Spencer (Fusil)

Le Spencer est un fusil militaire nord-américain conçu en 1860. Il associe des innovations radicales pour l’époque : un chargement par la culasse et un système de rechargement rapide à répétition manuelle par levier de sous-garde. La réserve de 7 cartouches métalliques (à percussion annulaire) est contenue dans un magasin tubulaire logé dans la crosse.

Le Spencer est la première arme d’épaule individuelle officiellement adoptée et produite en masse par une nation industrialisée.

Le fusil Spencer, assez largement utilisé par les Unionistes pendant la guerre de Sécession, n’a jamais détrôné les « rifled muskets » (fusils à un coup, à canon rayé, à percussion et à chargement par le gueule comme le fusil Springfield Model 1861 en particulier) dont l’infanterie était dotée.

Mais sa version à canon court, la Spencer carbine, a été bien plus largement diffusée que la version « fusil long » et a été extrêmement populaire dans la cavalerie US – puis chez les pionniers et les amérindiens pendant la conquête de l’Ouest.

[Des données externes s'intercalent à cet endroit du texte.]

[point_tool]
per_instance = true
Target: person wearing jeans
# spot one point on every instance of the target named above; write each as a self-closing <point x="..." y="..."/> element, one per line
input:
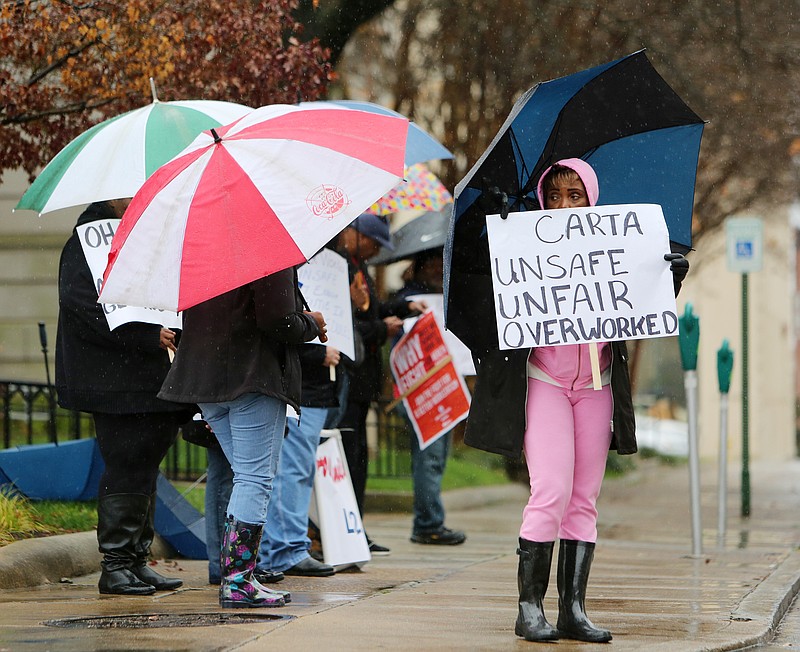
<point x="238" y="360"/>
<point x="424" y="276"/>
<point x="285" y="544"/>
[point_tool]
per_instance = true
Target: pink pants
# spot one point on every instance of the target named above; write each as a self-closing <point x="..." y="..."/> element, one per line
<point x="566" y="445"/>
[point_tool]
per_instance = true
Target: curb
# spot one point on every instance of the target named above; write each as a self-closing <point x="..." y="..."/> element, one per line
<point x="48" y="560"/>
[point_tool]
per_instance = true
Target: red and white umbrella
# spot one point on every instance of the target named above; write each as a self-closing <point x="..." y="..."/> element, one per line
<point x="250" y="199"/>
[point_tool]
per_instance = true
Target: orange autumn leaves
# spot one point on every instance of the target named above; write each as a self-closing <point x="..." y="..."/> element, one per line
<point x="66" y="66"/>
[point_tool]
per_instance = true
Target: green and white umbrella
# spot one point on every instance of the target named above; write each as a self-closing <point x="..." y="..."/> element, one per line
<point x="114" y="158"/>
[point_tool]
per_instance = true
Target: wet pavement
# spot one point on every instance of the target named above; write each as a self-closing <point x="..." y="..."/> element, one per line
<point x="645" y="585"/>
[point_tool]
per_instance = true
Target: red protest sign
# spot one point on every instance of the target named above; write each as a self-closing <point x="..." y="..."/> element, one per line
<point x="433" y="392"/>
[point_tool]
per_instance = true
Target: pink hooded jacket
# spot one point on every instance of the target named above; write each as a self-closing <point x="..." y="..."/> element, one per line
<point x="569" y="365"/>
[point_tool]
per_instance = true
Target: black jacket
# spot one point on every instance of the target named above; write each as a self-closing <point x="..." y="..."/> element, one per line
<point x="243" y="341"/>
<point x="318" y="388"/>
<point x="97" y="369"/>
<point x="366" y="379"/>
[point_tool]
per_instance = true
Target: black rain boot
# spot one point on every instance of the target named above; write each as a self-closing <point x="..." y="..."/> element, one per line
<point x="574" y="564"/>
<point x="239" y="589"/>
<point x="120" y="519"/>
<point x="141" y="569"/>
<point x="533" y="576"/>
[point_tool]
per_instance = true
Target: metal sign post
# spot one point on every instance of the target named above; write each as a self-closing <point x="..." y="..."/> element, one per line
<point x="689" y="340"/>
<point x="724" y="368"/>
<point x="745" y="245"/>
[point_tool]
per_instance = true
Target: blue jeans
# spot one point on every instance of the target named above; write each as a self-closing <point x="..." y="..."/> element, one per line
<point x="250" y="431"/>
<point x="219" y="484"/>
<point x="427" y="469"/>
<point x="285" y="541"/>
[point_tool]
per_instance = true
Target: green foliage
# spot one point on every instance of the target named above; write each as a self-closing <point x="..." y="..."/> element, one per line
<point x="18" y="519"/>
<point x="64" y="517"/>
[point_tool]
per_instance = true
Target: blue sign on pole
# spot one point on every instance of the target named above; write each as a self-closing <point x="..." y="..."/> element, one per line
<point x="745" y="243"/>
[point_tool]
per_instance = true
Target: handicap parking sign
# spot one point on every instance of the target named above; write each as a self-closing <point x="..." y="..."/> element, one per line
<point x="745" y="238"/>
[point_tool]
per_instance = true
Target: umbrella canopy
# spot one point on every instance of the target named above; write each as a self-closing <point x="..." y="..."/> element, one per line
<point x="622" y="118"/>
<point x="112" y="159"/>
<point x="423" y="233"/>
<point x="420" y="190"/>
<point x="420" y="145"/>
<point x="250" y="199"/>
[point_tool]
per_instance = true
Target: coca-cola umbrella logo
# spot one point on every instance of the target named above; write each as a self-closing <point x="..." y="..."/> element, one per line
<point x="327" y="201"/>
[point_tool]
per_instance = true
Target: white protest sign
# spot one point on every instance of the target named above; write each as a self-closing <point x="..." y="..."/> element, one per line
<point x="580" y="275"/>
<point x="462" y="358"/>
<point x="334" y="507"/>
<point x="326" y="287"/>
<point x="95" y="238"/>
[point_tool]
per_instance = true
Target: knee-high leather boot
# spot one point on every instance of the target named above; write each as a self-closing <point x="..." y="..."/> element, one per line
<point x="574" y="564"/>
<point x="144" y="572"/>
<point x="533" y="576"/>
<point x="239" y="588"/>
<point x="120" y="519"/>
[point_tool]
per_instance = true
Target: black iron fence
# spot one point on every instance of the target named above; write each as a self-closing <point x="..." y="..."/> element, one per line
<point x="32" y="416"/>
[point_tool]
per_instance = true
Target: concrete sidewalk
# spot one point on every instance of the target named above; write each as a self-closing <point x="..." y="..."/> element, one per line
<point x="645" y="586"/>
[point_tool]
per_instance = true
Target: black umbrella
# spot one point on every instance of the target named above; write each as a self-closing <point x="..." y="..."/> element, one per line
<point x="623" y="119"/>
<point x="423" y="233"/>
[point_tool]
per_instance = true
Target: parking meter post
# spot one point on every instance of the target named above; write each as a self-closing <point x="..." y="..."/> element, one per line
<point x="724" y="368"/>
<point x="689" y="340"/>
<point x="745" y="403"/>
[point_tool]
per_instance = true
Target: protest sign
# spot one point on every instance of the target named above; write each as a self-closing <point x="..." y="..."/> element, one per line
<point x="462" y="358"/>
<point x="326" y="287"/>
<point x="433" y="392"/>
<point x="95" y="238"/>
<point x="581" y="275"/>
<point x="334" y="507"/>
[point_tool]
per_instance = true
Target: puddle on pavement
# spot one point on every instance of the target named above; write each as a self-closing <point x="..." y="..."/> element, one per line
<point x="149" y="621"/>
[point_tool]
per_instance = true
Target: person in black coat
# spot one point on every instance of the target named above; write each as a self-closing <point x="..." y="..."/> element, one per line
<point x="238" y="360"/>
<point x="375" y="323"/>
<point x="115" y="376"/>
<point x="424" y="276"/>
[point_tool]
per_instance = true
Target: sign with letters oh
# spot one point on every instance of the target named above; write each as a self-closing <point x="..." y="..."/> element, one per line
<point x="434" y="393"/>
<point x="334" y="507"/>
<point x="574" y="275"/>
<point x="95" y="238"/>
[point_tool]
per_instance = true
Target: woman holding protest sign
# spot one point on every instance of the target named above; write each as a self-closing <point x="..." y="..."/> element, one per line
<point x="115" y="376"/>
<point x="239" y="362"/>
<point x="565" y="421"/>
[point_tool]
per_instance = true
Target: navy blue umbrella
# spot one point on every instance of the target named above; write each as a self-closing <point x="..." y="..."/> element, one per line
<point x="623" y="119"/>
<point x="420" y="145"/>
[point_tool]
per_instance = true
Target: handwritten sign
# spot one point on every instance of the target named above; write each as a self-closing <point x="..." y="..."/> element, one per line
<point x="581" y="275"/>
<point x="326" y="287"/>
<point x="434" y="393"/>
<point x="334" y="507"/>
<point x="95" y="238"/>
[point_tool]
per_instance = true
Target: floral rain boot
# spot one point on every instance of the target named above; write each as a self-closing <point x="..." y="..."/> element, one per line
<point x="238" y="588"/>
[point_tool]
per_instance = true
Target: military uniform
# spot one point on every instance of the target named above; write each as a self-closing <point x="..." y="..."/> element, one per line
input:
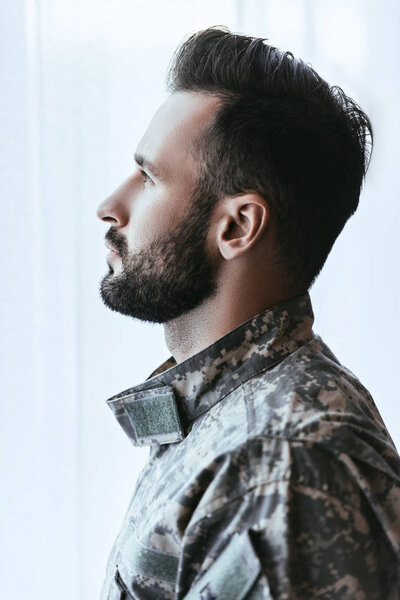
<point x="271" y="474"/>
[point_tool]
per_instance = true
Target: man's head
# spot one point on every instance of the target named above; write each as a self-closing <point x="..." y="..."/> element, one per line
<point x="255" y="134"/>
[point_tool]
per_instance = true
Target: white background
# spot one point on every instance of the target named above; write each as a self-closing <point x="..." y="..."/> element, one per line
<point x="80" y="80"/>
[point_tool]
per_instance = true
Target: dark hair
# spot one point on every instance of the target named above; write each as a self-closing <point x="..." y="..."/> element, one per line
<point x="282" y="132"/>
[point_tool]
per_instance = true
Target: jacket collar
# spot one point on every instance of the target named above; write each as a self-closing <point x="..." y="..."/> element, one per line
<point x="160" y="409"/>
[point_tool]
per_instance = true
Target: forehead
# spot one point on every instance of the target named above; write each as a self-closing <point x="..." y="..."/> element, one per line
<point x="175" y="125"/>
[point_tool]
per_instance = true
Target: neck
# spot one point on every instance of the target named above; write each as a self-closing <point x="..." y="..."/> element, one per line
<point x="192" y="332"/>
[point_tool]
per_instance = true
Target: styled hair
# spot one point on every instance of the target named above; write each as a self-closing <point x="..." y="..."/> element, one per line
<point x="280" y="131"/>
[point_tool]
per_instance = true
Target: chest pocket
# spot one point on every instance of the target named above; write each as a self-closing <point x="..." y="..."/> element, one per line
<point x="141" y="567"/>
<point x="232" y="575"/>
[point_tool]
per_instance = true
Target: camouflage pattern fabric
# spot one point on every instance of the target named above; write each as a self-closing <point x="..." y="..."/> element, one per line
<point x="271" y="474"/>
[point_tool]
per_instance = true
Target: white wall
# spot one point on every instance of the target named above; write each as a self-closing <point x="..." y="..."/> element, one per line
<point x="79" y="83"/>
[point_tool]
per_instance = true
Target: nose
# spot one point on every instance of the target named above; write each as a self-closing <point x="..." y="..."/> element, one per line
<point x="114" y="209"/>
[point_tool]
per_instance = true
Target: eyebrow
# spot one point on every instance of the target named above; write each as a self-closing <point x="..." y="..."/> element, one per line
<point x="142" y="161"/>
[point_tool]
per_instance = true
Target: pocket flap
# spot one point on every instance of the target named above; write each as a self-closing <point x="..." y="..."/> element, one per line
<point x="232" y="574"/>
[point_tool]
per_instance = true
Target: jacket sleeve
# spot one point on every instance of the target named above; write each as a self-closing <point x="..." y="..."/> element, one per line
<point x="300" y="538"/>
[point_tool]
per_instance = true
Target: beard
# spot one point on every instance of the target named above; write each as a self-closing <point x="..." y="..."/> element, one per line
<point x="171" y="276"/>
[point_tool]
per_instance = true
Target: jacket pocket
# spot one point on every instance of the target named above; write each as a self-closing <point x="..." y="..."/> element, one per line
<point x="232" y="575"/>
<point x="125" y="593"/>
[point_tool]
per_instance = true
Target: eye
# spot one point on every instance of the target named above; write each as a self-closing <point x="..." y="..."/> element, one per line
<point x="146" y="178"/>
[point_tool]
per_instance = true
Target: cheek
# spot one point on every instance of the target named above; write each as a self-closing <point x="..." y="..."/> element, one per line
<point x="155" y="215"/>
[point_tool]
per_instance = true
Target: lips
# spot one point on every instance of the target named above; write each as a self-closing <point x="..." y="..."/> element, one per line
<point x="108" y="245"/>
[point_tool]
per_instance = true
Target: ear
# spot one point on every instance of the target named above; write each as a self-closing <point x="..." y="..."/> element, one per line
<point x="242" y="222"/>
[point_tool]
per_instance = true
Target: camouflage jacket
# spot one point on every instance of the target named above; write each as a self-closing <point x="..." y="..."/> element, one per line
<point x="271" y="474"/>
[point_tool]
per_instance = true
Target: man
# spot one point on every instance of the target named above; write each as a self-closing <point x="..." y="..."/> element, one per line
<point x="271" y="473"/>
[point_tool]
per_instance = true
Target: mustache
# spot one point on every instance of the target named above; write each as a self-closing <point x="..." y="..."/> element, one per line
<point x="117" y="240"/>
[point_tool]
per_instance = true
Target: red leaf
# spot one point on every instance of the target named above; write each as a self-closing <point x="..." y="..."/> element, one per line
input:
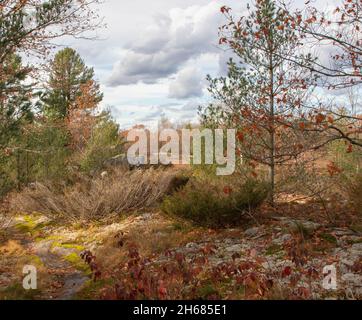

La Spencer carbine est une version à canon court (20 inches, soit 51 cm – au lieu de 22 inches, soit 56 cm ) et allégée (garde-main effilé, pas de porte-baïonnette) du fusil militaire Spencer rifle. La cavalerie US en était dotée, et cette version a été bien plus répandue en Amérique du nord que la version à canon long (visible infra)

Spencer-rifle.JPG

Sommaire

Technique

Spencer carbine culasse ouverte. Dans cette position une alimentation de la chambre avec une cartouche à la fois est possible, ce qui permêt en tirant coup par coup d’économiser les cartouches. Un anneau coulissant est fixé sur le côté gauche du boitier et permet au cavalier d’attacher l’arme à une sangle pour l’empêcher de tomber à terre

Le fusil fut conçu par Christopher Miner Spencer en 1860, et fabriqué au début par la Spencer company puis aussi par la Ambrose Burnside Rifle Co. La version carabine (carbine) du Spencer fut produite environ 6 fois plus que la version fusil militaire (rifle) et fut très populaire parmi les troupiers unionistes.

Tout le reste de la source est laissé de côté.